DR PAUL GARNER ON FISH MIGRATION
RULE OF THIRDS
GENERALLY speaking, a third of fish in a stretch tend not to move very far. A third will wander a few kilometres, while the remainder can wander off all over the place!
This is probably a survival strategy – in good times the ‘stay-at-homes’ will do best, because they are not wasting energy and increasing risk, while if something catastrophic happens in one area the ‘wanderers’ may well survive.
A DAILY ROUTINE OR BIG JOURNEY?
You tend to get different levels of movement/migration:
● Daily - Feeding, most of the fish in the population move anything up to a few kilometres.
● Seasonal (spawning, or a move to winter quarters) - Could be tens of kilometres.
● Lifetime - Some fish just head off and never come back! If they aren’t blocked they could travel many hundreds of kilometres in a lifetime.

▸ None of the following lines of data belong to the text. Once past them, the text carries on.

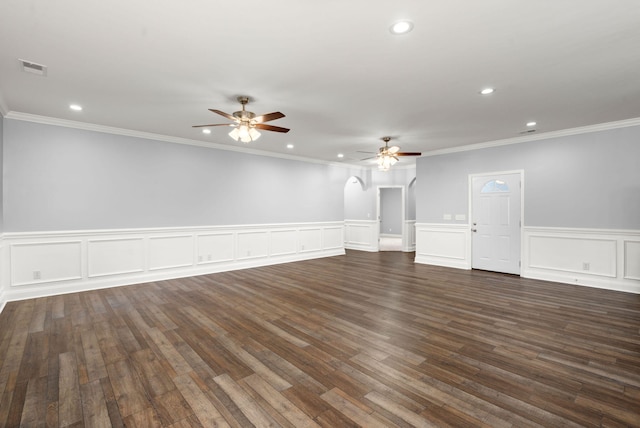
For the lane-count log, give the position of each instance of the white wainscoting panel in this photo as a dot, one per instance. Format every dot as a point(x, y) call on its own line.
point(4, 278)
point(45, 262)
point(115, 256)
point(216, 247)
point(253, 244)
point(167, 252)
point(592, 257)
point(49, 263)
point(443, 245)
point(569, 254)
point(409, 238)
point(361, 235)
point(310, 240)
point(632, 260)
point(283, 242)
point(333, 238)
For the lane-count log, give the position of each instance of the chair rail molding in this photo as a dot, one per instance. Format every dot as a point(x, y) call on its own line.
point(361, 235)
point(37, 264)
point(443, 244)
point(601, 258)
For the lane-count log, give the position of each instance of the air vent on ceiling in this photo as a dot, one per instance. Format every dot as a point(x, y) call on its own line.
point(33, 68)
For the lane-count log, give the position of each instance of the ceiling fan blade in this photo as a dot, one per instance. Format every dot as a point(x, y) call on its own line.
point(271, 128)
point(267, 117)
point(221, 113)
point(213, 124)
point(393, 149)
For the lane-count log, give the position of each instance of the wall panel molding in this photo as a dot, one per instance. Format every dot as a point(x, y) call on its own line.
point(409, 238)
point(361, 235)
point(443, 245)
point(600, 258)
point(49, 263)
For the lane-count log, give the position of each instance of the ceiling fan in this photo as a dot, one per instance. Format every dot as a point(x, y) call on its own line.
point(246, 123)
point(388, 156)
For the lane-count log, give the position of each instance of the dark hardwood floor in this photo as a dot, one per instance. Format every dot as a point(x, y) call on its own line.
point(366, 339)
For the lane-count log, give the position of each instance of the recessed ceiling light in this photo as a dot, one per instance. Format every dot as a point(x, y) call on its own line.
point(401, 27)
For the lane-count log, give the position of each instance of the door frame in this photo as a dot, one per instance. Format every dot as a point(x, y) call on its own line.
point(470, 215)
point(378, 222)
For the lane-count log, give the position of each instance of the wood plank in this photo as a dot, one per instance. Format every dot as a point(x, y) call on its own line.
point(70, 402)
point(94, 407)
point(205, 411)
point(361, 339)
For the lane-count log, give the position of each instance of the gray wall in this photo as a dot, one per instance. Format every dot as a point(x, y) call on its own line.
point(391, 210)
point(60, 178)
point(361, 197)
point(1, 173)
point(580, 181)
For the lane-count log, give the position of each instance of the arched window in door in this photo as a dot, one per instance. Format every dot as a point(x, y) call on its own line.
point(494, 186)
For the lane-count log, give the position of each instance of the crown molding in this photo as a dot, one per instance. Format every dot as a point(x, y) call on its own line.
point(46, 120)
point(541, 136)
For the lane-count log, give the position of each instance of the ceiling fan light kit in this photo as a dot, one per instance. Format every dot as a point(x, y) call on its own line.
point(388, 156)
point(246, 123)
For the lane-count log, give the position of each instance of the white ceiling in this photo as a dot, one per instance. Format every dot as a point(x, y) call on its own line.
point(332, 67)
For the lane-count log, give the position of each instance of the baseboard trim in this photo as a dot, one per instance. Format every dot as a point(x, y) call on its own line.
point(40, 264)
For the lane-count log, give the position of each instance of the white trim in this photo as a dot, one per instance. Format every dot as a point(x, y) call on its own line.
point(361, 235)
point(402, 212)
point(541, 136)
point(443, 244)
point(105, 266)
point(470, 202)
point(45, 120)
point(559, 254)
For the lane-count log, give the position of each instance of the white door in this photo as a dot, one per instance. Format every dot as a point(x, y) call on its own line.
point(496, 222)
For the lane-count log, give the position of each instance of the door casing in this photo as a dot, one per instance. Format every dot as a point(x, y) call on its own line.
point(470, 217)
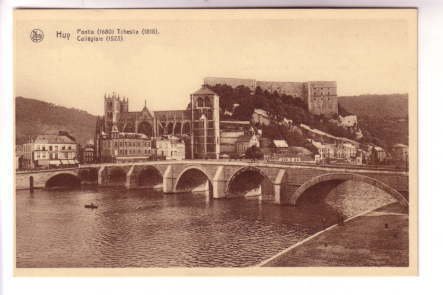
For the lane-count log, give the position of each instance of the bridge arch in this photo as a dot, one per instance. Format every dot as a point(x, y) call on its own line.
point(250, 181)
point(63, 180)
point(149, 176)
point(336, 178)
point(194, 179)
point(116, 176)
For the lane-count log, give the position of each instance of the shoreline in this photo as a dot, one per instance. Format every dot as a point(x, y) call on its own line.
point(277, 259)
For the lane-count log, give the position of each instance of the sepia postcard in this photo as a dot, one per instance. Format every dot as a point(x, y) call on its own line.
point(215, 142)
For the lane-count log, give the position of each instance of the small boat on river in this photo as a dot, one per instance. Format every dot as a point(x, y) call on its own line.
point(91, 206)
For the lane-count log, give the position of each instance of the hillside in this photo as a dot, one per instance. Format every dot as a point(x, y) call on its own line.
point(36, 117)
point(376, 106)
point(383, 118)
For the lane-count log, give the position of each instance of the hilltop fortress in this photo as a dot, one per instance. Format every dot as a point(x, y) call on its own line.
point(319, 96)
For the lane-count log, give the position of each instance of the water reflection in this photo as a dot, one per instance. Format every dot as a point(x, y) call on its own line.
point(141, 228)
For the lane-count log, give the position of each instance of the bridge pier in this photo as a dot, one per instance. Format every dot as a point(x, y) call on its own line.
point(129, 181)
point(278, 182)
point(100, 175)
point(168, 180)
point(219, 184)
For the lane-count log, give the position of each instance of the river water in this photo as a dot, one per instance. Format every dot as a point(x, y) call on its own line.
point(146, 228)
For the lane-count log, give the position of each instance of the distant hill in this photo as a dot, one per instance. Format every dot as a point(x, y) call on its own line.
point(383, 118)
point(376, 106)
point(35, 117)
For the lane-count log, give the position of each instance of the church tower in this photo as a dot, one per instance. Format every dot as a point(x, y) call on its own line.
point(205, 127)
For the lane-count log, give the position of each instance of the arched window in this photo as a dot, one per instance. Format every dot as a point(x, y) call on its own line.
point(207, 102)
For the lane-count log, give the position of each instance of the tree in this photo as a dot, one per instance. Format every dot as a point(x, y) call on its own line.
point(254, 152)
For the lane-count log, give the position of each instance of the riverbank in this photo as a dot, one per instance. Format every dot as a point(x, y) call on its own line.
point(377, 238)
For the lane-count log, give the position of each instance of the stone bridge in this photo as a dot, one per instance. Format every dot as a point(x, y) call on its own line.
point(280, 183)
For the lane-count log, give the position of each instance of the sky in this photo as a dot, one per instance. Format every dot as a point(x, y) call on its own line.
point(365, 52)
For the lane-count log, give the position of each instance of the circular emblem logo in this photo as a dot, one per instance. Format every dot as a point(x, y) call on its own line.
point(37, 35)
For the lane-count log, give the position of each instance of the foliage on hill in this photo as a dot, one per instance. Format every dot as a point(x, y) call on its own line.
point(376, 106)
point(382, 118)
point(35, 117)
point(279, 107)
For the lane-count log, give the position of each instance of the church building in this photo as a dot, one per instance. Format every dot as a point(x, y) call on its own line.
point(124, 134)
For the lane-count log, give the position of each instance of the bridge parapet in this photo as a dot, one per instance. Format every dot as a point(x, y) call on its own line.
point(286, 179)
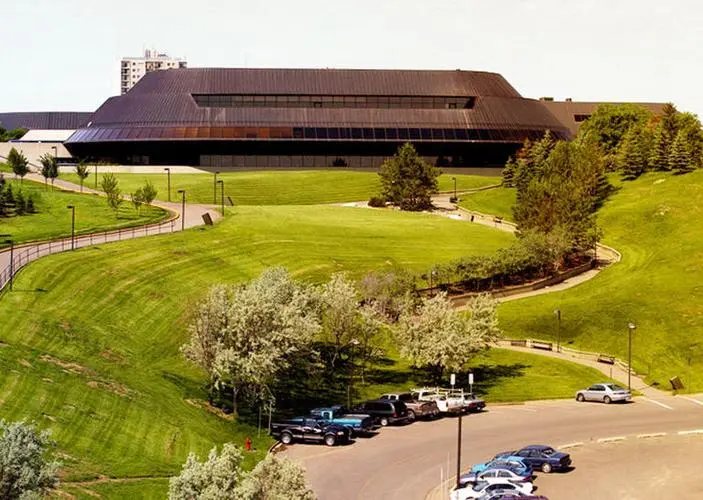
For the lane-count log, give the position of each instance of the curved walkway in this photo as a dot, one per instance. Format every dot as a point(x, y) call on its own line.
point(26, 253)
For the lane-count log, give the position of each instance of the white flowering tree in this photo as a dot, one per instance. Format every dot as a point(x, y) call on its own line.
point(437, 336)
point(25, 471)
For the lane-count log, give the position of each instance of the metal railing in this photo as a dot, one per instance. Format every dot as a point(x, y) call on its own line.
point(23, 254)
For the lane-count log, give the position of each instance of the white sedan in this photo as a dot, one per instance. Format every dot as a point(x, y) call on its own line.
point(479, 489)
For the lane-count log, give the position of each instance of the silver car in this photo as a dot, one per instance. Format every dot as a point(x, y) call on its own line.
point(606, 393)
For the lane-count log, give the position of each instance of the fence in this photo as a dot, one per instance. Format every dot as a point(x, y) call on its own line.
point(21, 255)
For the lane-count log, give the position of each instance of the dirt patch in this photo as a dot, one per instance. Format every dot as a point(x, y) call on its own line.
point(67, 367)
point(208, 407)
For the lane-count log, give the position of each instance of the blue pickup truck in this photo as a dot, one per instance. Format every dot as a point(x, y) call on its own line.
point(337, 414)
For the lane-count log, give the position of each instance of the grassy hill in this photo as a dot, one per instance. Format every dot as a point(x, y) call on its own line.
point(656, 222)
point(278, 187)
point(54, 219)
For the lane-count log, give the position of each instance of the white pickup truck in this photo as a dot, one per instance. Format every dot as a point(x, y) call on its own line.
point(447, 403)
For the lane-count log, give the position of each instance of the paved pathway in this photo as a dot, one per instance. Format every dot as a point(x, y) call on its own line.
point(23, 254)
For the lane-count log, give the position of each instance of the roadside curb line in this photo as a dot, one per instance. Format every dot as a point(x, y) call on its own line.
point(651, 435)
point(570, 445)
point(611, 439)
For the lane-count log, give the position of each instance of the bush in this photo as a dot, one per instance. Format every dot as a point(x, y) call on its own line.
point(377, 201)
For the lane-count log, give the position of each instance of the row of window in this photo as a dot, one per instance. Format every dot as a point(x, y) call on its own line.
point(329, 101)
point(305, 133)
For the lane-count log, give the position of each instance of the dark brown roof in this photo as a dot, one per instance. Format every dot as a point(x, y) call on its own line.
point(164, 98)
point(45, 120)
point(565, 111)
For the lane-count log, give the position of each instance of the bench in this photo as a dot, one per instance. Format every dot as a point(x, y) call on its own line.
point(604, 358)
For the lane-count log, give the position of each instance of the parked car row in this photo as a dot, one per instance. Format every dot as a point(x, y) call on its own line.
point(510, 474)
point(335, 424)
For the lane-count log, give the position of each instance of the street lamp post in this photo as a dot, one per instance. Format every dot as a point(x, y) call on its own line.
point(72, 208)
point(222, 195)
point(214, 189)
point(630, 328)
point(557, 313)
point(168, 173)
point(182, 192)
point(12, 258)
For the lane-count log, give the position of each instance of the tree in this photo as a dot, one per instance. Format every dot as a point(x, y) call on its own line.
point(82, 172)
point(25, 470)
point(441, 338)
point(137, 199)
point(245, 335)
point(275, 479)
point(408, 181)
point(680, 159)
point(149, 193)
point(215, 479)
point(18, 163)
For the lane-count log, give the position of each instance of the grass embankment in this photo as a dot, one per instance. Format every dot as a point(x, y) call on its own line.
point(53, 219)
point(497, 201)
point(92, 337)
point(276, 187)
point(655, 222)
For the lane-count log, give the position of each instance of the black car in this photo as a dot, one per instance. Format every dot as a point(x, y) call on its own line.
point(309, 429)
point(541, 457)
point(385, 411)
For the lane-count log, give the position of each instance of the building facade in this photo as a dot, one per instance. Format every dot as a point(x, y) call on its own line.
point(132, 69)
point(313, 118)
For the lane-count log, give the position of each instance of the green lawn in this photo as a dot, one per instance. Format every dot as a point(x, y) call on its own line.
point(54, 219)
point(112, 318)
point(500, 375)
point(498, 201)
point(278, 187)
point(656, 223)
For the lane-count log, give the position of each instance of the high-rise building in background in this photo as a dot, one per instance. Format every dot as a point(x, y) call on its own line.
point(132, 69)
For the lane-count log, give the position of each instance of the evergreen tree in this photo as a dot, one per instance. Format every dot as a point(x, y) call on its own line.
point(680, 160)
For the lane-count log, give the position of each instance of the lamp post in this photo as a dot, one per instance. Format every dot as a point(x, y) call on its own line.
point(630, 328)
point(12, 257)
point(222, 195)
point(182, 192)
point(72, 208)
point(557, 313)
point(214, 189)
point(168, 173)
point(354, 343)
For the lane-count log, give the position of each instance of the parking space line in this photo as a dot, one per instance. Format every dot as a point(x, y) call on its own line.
point(659, 403)
point(692, 400)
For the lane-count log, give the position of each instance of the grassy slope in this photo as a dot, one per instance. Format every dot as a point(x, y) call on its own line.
point(119, 313)
point(54, 219)
point(498, 201)
point(279, 187)
point(655, 222)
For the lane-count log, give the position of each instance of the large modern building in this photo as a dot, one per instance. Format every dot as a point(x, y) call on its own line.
point(132, 69)
point(313, 118)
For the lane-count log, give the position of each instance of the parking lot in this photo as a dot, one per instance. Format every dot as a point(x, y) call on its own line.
point(408, 462)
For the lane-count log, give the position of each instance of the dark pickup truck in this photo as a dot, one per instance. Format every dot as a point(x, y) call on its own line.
point(309, 429)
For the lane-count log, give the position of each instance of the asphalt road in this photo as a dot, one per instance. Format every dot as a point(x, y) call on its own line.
point(408, 462)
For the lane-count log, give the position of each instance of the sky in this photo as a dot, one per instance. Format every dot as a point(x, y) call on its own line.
point(63, 55)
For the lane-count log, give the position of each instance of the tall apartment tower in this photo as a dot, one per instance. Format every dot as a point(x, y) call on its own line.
point(132, 69)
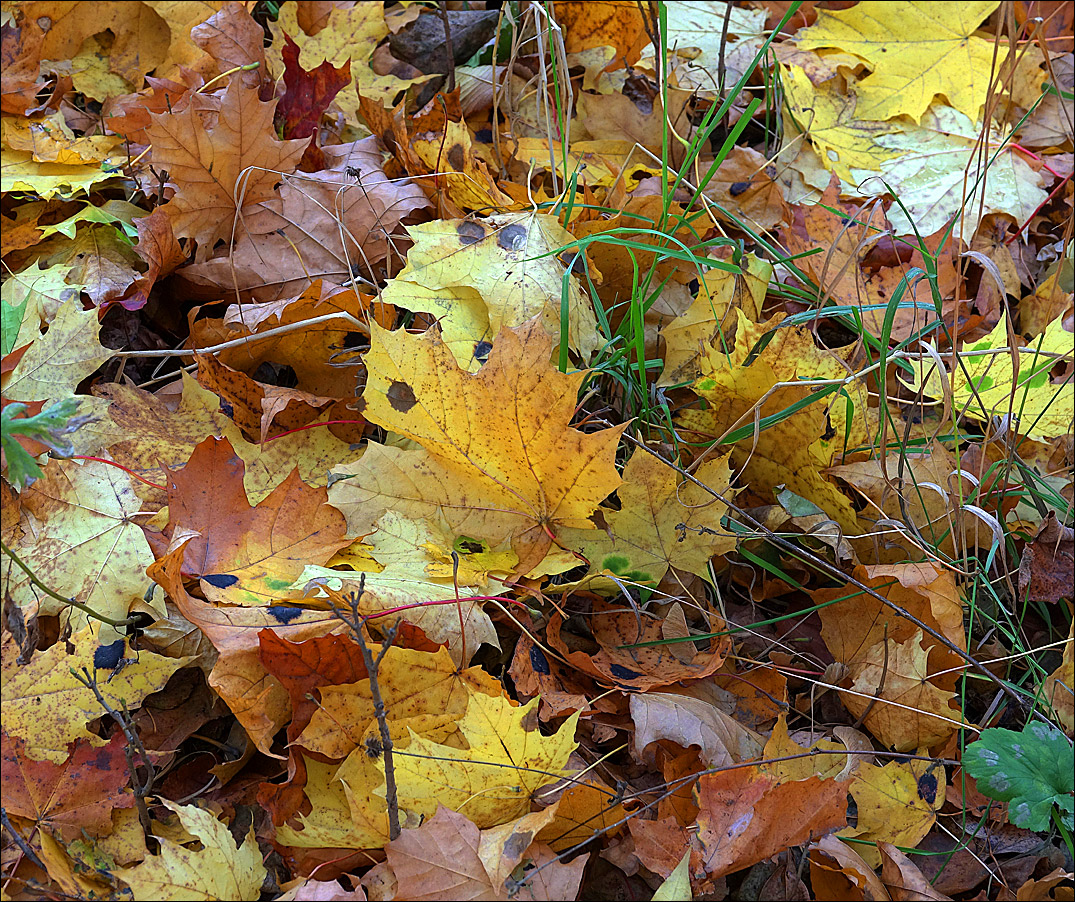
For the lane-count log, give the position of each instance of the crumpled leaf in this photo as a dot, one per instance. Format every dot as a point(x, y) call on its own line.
point(204, 148)
point(663, 520)
point(514, 480)
point(478, 277)
point(218, 870)
point(792, 451)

In a study in the 1970s on the Witham, a tagged bream moved out of thi river (through the Wash, presumably) and up another river!
FLOODWATER GETS FISH ON THE MOVE
Fish will often move in floods, especially upstream. This is probably because they are able to get over natural obstructions more easily. A lot depends on the timing/water temperature – fish tend to move when water temperatures are favourable, not so much when it’s really cold.
THERE & BACK
We don’t really understand the mechanism, but fish are very good at finding their way back to the exact spot that they left some time before.
Years ago, for example, a friend and I monitored some dace in a shallow mill stream over several days. Those fish moved several hundred metres upstream to feed every night, but they would be in exactly the same position again the next morning.